Using SQL Server 2016, Always-On
Running a simple SELECT on a table within a secondary Availability Group.
select distinct some_column
from some_table oo (nolock)
inner join some_other_ ss (nolock) on ss.some_column= oo.some_other_column
SSMS eventually sends back this error:
Msg 3948, Level 16, State 2, Line 14061 The transaction was terminated because of the availability replica config/state change or because ghost records are being deleted on the primary and the secondary availability replica that might be needed by queries running under snapshot isolation. Retry the transaction.
The same SELECT with (NOLOCK) works fine on the primary AG.
With or without the NOLOCK it fails most of the time 9/10 and sometimes executes correctly but that's rare. No changes were made to the AG at all.
There are. no changes in the AlwaysOn_Health extended event session.

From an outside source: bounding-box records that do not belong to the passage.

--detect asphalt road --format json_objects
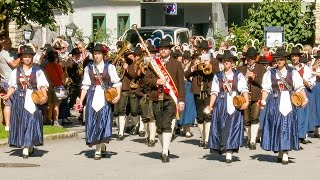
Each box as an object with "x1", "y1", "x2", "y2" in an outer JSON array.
[{"x1": 0, "y1": 124, "x2": 320, "y2": 180}]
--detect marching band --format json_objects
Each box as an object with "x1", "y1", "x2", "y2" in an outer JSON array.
[{"x1": 1, "y1": 29, "x2": 320, "y2": 164}]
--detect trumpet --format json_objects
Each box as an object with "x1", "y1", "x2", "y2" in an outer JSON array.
[{"x1": 197, "y1": 63, "x2": 212, "y2": 75}]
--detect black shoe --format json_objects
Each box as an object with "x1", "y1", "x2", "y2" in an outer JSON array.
[
  {"x1": 203, "y1": 142, "x2": 209, "y2": 149},
  {"x1": 117, "y1": 135, "x2": 124, "y2": 141},
  {"x1": 139, "y1": 131, "x2": 146, "y2": 137},
  {"x1": 249, "y1": 143, "x2": 257, "y2": 150},
  {"x1": 281, "y1": 160, "x2": 289, "y2": 165},
  {"x1": 199, "y1": 140, "x2": 204, "y2": 147},
  {"x1": 161, "y1": 154, "x2": 170, "y2": 163},
  {"x1": 61, "y1": 118, "x2": 72, "y2": 126},
  {"x1": 148, "y1": 139, "x2": 156, "y2": 147},
  {"x1": 130, "y1": 127, "x2": 138, "y2": 135}
]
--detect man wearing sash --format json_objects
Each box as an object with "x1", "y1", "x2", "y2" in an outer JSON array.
[
  {"x1": 144, "y1": 39, "x2": 185, "y2": 163},
  {"x1": 185, "y1": 40, "x2": 219, "y2": 149},
  {"x1": 238, "y1": 47, "x2": 266, "y2": 150},
  {"x1": 291, "y1": 47, "x2": 315, "y2": 144}
]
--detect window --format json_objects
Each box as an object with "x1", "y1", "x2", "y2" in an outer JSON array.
[
  {"x1": 117, "y1": 14, "x2": 130, "y2": 38},
  {"x1": 92, "y1": 14, "x2": 106, "y2": 40}
]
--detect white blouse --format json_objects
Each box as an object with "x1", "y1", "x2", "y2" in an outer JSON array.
[
  {"x1": 211, "y1": 73, "x2": 249, "y2": 95},
  {"x1": 261, "y1": 69, "x2": 304, "y2": 93},
  {"x1": 8, "y1": 68, "x2": 49, "y2": 89},
  {"x1": 81, "y1": 63, "x2": 122, "y2": 90}
]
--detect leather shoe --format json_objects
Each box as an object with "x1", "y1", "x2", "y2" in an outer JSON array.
[
  {"x1": 281, "y1": 160, "x2": 289, "y2": 165},
  {"x1": 249, "y1": 143, "x2": 257, "y2": 150},
  {"x1": 161, "y1": 154, "x2": 170, "y2": 163},
  {"x1": 148, "y1": 139, "x2": 156, "y2": 147},
  {"x1": 117, "y1": 134, "x2": 124, "y2": 141},
  {"x1": 199, "y1": 140, "x2": 204, "y2": 147},
  {"x1": 203, "y1": 142, "x2": 209, "y2": 149}
]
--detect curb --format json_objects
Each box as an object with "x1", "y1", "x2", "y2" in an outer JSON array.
[{"x1": 0, "y1": 131, "x2": 79, "y2": 146}]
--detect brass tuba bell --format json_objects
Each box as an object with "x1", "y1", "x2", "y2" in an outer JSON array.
[{"x1": 108, "y1": 41, "x2": 132, "y2": 79}]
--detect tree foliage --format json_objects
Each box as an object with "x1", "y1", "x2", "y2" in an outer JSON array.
[
  {"x1": 0, "y1": 0, "x2": 73, "y2": 34},
  {"x1": 225, "y1": 0, "x2": 315, "y2": 47}
]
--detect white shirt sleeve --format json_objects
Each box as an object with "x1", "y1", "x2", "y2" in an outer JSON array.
[
  {"x1": 81, "y1": 66, "x2": 91, "y2": 90},
  {"x1": 8, "y1": 69, "x2": 18, "y2": 89},
  {"x1": 238, "y1": 73, "x2": 249, "y2": 93},
  {"x1": 108, "y1": 64, "x2": 122, "y2": 87},
  {"x1": 292, "y1": 69, "x2": 305, "y2": 92},
  {"x1": 261, "y1": 70, "x2": 272, "y2": 93},
  {"x1": 303, "y1": 65, "x2": 316, "y2": 87},
  {"x1": 210, "y1": 75, "x2": 220, "y2": 95},
  {"x1": 36, "y1": 70, "x2": 49, "y2": 89}
]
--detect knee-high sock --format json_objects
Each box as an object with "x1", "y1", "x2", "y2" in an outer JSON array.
[
  {"x1": 158, "y1": 133, "x2": 163, "y2": 148},
  {"x1": 95, "y1": 144, "x2": 102, "y2": 154},
  {"x1": 171, "y1": 119, "x2": 176, "y2": 134},
  {"x1": 244, "y1": 126, "x2": 251, "y2": 141},
  {"x1": 226, "y1": 151, "x2": 232, "y2": 160},
  {"x1": 204, "y1": 122, "x2": 211, "y2": 142},
  {"x1": 162, "y1": 133, "x2": 172, "y2": 155},
  {"x1": 143, "y1": 123, "x2": 150, "y2": 138},
  {"x1": 119, "y1": 116, "x2": 126, "y2": 135},
  {"x1": 113, "y1": 116, "x2": 120, "y2": 130},
  {"x1": 282, "y1": 151, "x2": 289, "y2": 161},
  {"x1": 148, "y1": 122, "x2": 157, "y2": 140},
  {"x1": 198, "y1": 124, "x2": 205, "y2": 141},
  {"x1": 250, "y1": 124, "x2": 259, "y2": 143},
  {"x1": 139, "y1": 116, "x2": 146, "y2": 132},
  {"x1": 22, "y1": 147, "x2": 29, "y2": 155}
]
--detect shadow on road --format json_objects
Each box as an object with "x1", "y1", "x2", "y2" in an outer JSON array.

The low_water_mark_for_ghosts in sys.dm_hadr_database_replica_states is NULL for some and for others there is a value. For those with a value, this is also the primary.

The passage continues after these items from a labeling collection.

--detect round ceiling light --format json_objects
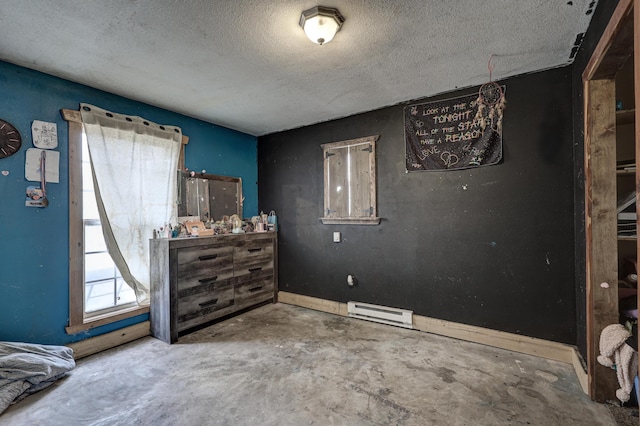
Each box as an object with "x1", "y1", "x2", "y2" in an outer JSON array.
[{"x1": 300, "y1": 6, "x2": 344, "y2": 45}]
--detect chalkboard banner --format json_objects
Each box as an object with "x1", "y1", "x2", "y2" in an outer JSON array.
[{"x1": 404, "y1": 85, "x2": 505, "y2": 172}]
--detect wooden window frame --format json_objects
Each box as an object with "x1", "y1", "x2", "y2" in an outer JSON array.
[
  {"x1": 320, "y1": 135, "x2": 380, "y2": 225},
  {"x1": 61, "y1": 109, "x2": 189, "y2": 334}
]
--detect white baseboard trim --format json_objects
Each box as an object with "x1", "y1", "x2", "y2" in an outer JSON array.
[
  {"x1": 67, "y1": 321, "x2": 151, "y2": 359},
  {"x1": 278, "y1": 291, "x2": 588, "y2": 394}
]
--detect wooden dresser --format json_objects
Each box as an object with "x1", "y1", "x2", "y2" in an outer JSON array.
[{"x1": 150, "y1": 232, "x2": 277, "y2": 343}]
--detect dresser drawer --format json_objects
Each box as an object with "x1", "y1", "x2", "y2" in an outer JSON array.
[
  {"x1": 233, "y1": 239, "x2": 273, "y2": 275},
  {"x1": 177, "y1": 245, "x2": 233, "y2": 290},
  {"x1": 178, "y1": 279, "x2": 235, "y2": 331},
  {"x1": 234, "y1": 269, "x2": 274, "y2": 308}
]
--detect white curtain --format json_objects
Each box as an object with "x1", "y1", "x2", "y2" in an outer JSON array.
[{"x1": 80, "y1": 104, "x2": 182, "y2": 305}]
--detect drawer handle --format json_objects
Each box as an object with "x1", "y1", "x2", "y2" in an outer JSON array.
[
  {"x1": 200, "y1": 299, "x2": 218, "y2": 308},
  {"x1": 198, "y1": 254, "x2": 218, "y2": 260}
]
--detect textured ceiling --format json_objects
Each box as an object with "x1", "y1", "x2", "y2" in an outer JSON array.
[{"x1": 0, "y1": 0, "x2": 596, "y2": 135}]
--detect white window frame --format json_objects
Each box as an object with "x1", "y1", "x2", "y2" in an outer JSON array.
[{"x1": 320, "y1": 135, "x2": 380, "y2": 225}]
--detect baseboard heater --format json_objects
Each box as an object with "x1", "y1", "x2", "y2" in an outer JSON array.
[{"x1": 347, "y1": 302, "x2": 413, "y2": 328}]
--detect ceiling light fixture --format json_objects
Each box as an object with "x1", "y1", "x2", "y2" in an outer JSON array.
[{"x1": 300, "y1": 6, "x2": 344, "y2": 45}]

Using the script provided by Nic:
;
WITH PrimaryStats
AS ( SELECT DB_NAME(database_id) AS DatabaseName ,
low_water_mark_for_ghosts ,
ar.replica_server_name ,
ar.availability_mode_desc
FROM sys.dm_hadr_database_replica_states hdrs
JOIN sys.availability_replicas ar ON hdrs.replica_id = ar.replica_id
WHERE ar.replica_server_name = @@SERVERNAME
)
SELECT DB_NAME(database_id) AS DatabaseName ,
hdrs.low_water_mark_for_ghosts AS LowWaterMarkSecondaryReplica,
ps.low_water_mark_for_ghosts AS LowWaterMarkLocalReplica,
ps.low_water_mark_for_ghosts - hdrs.low_water_mark_for_ghosts AS GhostWatermarkDiff,
ar.replica_server_name AS ReplicaNode,
DATEDIFF(SECOND, last_redone_time, GETDATE()) AS RedoDiffSec,
last_redone_time
FROM sys.dm_hadr_database_replica_states hdrs
JOIN sys.availability_replicas ar ON hdrs.replica_id = ar.replica_id
JOIN PrimaryStats ps ON ps.DatabaseName = DB_NAME(database_id)
ORDER BY
DatabaseName ASC,'NODE ' + right(ar.replica_server_name ,1);
The output is:
When the LowWaterMarkSecondaryReplica is NULL, its because that's the instance I'm currently executing this query from.